I don't currently have any plans or ideas of what I want to do when I retire as it's quite far off. I already own my own home & have around 50k in savings sitting in ISA's paying 5%.

Am I paying enough into my pension (too little or too much)?. I thought it's best to check things out now so I do. Any advice is welcome.

Comments

  • BoxerfanUK
    BoxerfanUK Posts: 727 Forumite
    Part of the Furniture 500 Posts Photogenic
    edited 11 April 2024 at 10:05PM
    Just a little food for thought…. but have you considered what effect inflation may have on the forecasted 500k and 32k in 27 years from now?

    Meaning, you earn 32k now, but what would you need to be earning in 27 years to achieve the same standard of living that you have today?
  • kimwp
    kimwp Posts: 2,829 Forumite
    Fifth Anniversary 1,000 Posts Photogenic Name Dropper
    It's not really advice, but one thing I find annoying with pension calculators is whether the value and income predicted is in today's money equivalent. 

    I think if you've done the calculation in a private pension website, it's reasonable to assume it doesn't include the state pension. 
    Statement of Affairs (SOA) link: https://www.lemonfool.co.uk/financecalculators/soa.php

    For free, non-judgemental debt advice, try: Stepchange or National Debtline. Beware fee charging companies with similar names.
  • BoGoF
    BoGoF Posts: 7,098 Forumite
    Part of the Furniture 1,000 Posts Name Dropper
    Do you know what your pot is invested in fundwise?

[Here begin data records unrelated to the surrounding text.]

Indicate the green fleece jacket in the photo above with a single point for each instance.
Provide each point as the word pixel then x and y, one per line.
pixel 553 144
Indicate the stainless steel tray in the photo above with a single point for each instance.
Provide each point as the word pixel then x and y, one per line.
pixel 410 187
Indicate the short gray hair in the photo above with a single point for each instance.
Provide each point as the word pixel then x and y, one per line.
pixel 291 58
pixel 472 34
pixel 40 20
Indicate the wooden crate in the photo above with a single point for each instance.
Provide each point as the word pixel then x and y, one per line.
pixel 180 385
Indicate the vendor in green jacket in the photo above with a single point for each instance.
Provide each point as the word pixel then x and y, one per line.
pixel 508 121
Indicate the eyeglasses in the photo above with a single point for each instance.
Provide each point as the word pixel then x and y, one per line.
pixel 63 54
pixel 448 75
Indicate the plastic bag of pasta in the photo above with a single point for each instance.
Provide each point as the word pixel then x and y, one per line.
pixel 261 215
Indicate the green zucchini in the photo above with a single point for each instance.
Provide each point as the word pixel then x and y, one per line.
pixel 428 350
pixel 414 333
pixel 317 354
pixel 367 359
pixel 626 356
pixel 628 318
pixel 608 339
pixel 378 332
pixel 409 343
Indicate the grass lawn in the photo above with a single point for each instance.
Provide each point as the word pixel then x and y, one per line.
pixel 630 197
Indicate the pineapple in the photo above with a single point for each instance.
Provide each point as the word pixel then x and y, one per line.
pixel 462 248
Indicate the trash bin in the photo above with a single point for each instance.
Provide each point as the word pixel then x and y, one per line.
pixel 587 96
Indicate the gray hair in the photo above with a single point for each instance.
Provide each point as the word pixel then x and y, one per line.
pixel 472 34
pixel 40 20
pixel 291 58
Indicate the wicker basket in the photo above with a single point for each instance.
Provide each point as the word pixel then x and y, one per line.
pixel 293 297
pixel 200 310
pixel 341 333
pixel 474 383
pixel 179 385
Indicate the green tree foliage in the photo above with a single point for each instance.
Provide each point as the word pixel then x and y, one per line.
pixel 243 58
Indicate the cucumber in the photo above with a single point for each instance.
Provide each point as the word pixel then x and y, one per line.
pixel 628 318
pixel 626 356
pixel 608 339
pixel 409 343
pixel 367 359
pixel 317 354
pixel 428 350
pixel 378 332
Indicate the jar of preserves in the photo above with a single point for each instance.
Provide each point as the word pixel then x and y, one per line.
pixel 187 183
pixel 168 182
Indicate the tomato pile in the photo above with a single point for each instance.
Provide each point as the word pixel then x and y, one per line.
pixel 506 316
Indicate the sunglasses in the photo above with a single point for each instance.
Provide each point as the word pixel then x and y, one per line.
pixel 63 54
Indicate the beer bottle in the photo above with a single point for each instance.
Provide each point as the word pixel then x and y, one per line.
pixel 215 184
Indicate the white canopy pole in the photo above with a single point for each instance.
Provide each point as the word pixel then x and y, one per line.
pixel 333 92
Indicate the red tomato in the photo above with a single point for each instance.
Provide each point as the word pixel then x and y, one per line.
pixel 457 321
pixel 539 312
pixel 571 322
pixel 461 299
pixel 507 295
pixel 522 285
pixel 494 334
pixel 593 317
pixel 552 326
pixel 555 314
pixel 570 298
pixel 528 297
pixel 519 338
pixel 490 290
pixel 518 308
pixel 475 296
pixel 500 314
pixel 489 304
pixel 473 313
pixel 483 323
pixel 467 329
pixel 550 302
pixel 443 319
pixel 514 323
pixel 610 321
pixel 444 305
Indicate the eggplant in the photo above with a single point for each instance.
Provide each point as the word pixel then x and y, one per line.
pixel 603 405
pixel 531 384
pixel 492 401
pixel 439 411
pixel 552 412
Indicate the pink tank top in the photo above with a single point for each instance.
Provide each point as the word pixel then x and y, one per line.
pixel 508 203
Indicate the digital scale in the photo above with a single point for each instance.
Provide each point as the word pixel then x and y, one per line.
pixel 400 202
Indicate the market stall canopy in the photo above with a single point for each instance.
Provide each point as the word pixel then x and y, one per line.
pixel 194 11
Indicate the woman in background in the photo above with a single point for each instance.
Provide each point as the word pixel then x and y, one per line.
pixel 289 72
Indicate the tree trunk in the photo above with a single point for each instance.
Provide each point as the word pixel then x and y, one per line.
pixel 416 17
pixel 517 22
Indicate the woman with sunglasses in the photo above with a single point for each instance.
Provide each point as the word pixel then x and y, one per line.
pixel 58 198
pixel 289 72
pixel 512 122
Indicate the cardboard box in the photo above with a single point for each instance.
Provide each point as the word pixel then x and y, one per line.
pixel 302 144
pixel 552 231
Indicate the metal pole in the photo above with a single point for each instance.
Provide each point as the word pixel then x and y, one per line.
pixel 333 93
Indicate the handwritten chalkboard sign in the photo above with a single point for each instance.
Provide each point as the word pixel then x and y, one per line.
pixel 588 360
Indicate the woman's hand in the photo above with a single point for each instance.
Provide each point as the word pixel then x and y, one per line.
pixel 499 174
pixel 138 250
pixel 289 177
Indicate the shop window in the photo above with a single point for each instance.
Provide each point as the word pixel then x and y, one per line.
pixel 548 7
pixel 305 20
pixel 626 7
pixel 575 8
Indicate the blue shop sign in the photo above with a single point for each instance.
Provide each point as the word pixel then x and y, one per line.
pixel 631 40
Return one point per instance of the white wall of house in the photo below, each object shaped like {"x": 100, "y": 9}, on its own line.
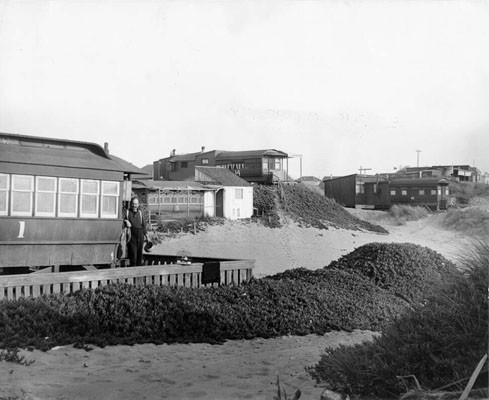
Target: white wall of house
{"x": 210, "y": 204}
{"x": 238, "y": 202}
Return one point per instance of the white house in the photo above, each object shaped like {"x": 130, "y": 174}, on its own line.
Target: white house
{"x": 233, "y": 196}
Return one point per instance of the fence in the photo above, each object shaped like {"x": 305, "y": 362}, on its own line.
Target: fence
{"x": 232, "y": 272}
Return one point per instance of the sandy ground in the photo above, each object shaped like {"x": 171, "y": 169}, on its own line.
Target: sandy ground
{"x": 237, "y": 369}
{"x": 276, "y": 250}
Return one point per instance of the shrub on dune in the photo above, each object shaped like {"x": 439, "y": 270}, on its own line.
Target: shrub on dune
{"x": 440, "y": 342}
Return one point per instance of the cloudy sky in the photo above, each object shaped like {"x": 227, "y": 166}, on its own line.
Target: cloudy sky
{"x": 345, "y": 84}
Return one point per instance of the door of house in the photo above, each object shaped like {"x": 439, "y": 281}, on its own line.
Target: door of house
{"x": 220, "y": 203}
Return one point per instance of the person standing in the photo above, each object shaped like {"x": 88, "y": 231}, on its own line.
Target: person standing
{"x": 135, "y": 221}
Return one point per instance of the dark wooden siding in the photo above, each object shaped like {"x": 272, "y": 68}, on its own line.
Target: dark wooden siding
{"x": 342, "y": 190}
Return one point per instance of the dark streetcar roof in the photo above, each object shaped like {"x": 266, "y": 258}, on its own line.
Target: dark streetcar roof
{"x": 22, "y": 149}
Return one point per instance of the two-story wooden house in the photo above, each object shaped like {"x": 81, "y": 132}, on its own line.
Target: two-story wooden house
{"x": 254, "y": 166}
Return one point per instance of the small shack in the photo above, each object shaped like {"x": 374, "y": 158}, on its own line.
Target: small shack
{"x": 175, "y": 200}
{"x": 358, "y": 191}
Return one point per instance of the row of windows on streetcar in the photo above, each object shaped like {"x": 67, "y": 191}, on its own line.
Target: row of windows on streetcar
{"x": 402, "y": 192}
{"x": 45, "y": 196}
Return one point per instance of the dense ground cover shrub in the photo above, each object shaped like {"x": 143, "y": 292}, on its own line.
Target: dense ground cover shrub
{"x": 312, "y": 209}
{"x": 403, "y": 213}
{"x": 265, "y": 203}
{"x": 126, "y": 314}
{"x": 471, "y": 221}
{"x": 440, "y": 343}
{"x": 405, "y": 269}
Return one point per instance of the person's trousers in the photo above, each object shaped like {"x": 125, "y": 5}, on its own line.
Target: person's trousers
{"x": 135, "y": 247}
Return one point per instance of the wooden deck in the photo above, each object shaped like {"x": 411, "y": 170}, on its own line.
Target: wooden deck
{"x": 232, "y": 272}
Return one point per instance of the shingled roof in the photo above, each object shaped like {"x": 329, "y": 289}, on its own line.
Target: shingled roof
{"x": 221, "y": 176}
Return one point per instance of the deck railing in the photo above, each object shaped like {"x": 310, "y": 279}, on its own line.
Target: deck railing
{"x": 14, "y": 287}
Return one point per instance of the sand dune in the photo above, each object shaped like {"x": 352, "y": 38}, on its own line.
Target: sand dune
{"x": 238, "y": 369}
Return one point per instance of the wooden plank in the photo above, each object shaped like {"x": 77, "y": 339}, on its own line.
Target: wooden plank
{"x": 18, "y": 292}
{"x": 230, "y": 278}
{"x": 56, "y": 288}
{"x": 46, "y": 288}
{"x": 195, "y": 279}
{"x": 232, "y": 272}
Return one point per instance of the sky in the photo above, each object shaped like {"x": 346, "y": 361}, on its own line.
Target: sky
{"x": 337, "y": 84}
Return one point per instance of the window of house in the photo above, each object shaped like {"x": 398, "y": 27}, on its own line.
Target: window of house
{"x": 89, "y": 198}
{"x": 68, "y": 197}
{"x": 110, "y": 199}
{"x": 22, "y": 192}
{"x": 4, "y": 188}
{"x": 45, "y": 196}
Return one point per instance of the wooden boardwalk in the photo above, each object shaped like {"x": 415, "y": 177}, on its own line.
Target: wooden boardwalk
{"x": 232, "y": 272}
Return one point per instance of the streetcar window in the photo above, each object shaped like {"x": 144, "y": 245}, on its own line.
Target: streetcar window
{"x": 110, "y": 199}
{"x": 22, "y": 189}
{"x": 4, "y": 187}
{"x": 89, "y": 198}
{"x": 68, "y": 197}
{"x": 45, "y": 196}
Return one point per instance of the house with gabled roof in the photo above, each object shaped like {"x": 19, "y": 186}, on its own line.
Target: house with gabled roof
{"x": 233, "y": 196}
{"x": 255, "y": 166}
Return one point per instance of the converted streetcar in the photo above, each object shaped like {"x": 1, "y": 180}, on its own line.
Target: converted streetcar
{"x": 60, "y": 204}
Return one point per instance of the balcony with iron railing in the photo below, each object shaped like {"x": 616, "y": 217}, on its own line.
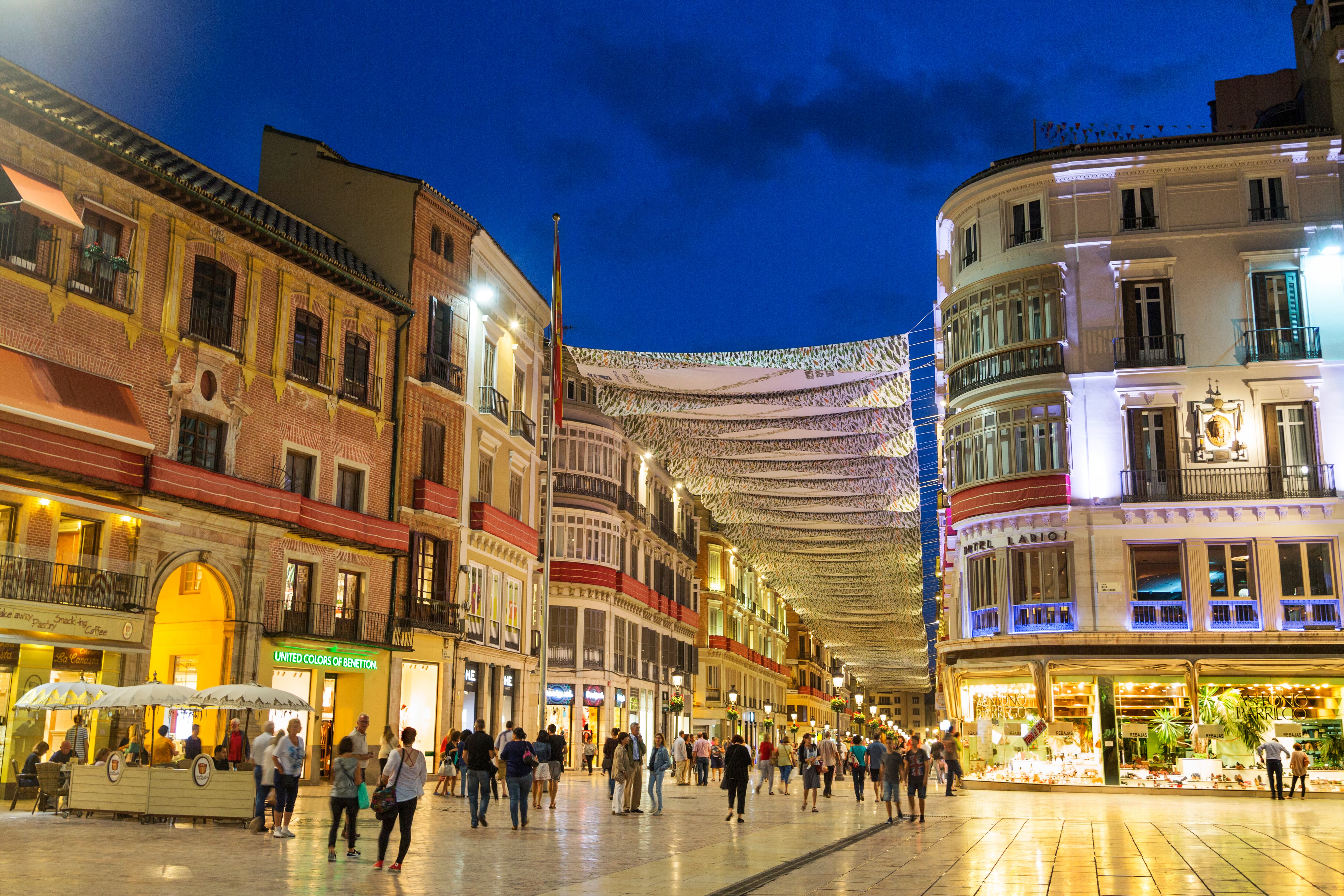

    At 38 these projections make a lot of assumptions, how much is your pot currently worth?

  • hugheskevi
    hugheskevi Posts: 4,470 Forumite
    Part of the Furniture 1,000 Posts Photogenic Name Dropper
    edited 11 April 2024 at 11:19PM
    kiis10295 said:
    I'm paying the max my employer will match - 6%
    My employer - 12% (Doubled in 2022 once I completed 5yrs of service)
    Very sensible.
    AVC - 10% (was 9% until start of 2024 but I increased to 10)
    Do you have access to salary sacrifice for this contribution? Does your employer share any of the employer National Insurance savings?

    If not, you might want to consider saving the money into stocks and shares ISAs and waiting for a future time when putting money into pension is more advantageous (eg salary sacrifice available, or a higher rate taxpayer - at such a future time you could put more money into a pension from salary and use SSISA for living costs, effectively moving the SSISA into a pension).
    Scottish Widows website says my Pension Pot will be just above £500k at 65 or somewhere in the region of £32k a year which is pretty much on par with my current annual salary.
    A key priority should be to increase salary, which will significantly improve your scope to increase pension or ISA contributions.

    Assuming your salary increases by around 2% p/a above inflation and your funds return about 4% above inflation, then even ignoring any pension already accrued you would build up a pot of around £500K at age 65 (in real terms), ignoring State Pension. That would give an index linked annuity of around £22,000 based on today's rate. Including State Pension would get you roughly to your salary of today, but you would hope your salary would be much higher in real-terms by age 65 - even with just 2% p/a real salary growth you would be at £55K then.
    I don't currently have any plans or ideas of what I want to do when I retire as it's quite far off. I already own my own home & have around 50k in savings sitting in ISA's paying 5%.
    That sounds like a cash ISA - any reason you want so much cash rather than investments?
    Am I paying enough into my pension (too little or too much)?. I thought it's best to check things out now so I do. Any advice is welcome.
    Do you have investment Lifetime ISAs? That may well be a better choice than AVC pension contributions for a basic rate taxpayer.
  • [Deleted User]
    [Deleted User] Posts: 0 Newbie
    1,000 Posts Fourth Anniversary Photogenic Name Dropper
    edited 12 April 2024 at 1:20PM
    A £500,000 pot will generate about £20,000 a year assuming you do not take the tax free lump sum all at once and take 4% annual drawdown. If you take the tax free lump sum, the £375,000 remaining would produce an annual income of £15,000 per annum at the 4% annual drawdown rate. This is very simple because I am ignoring growth and inflation. Perhaps their estimate does include the state pension.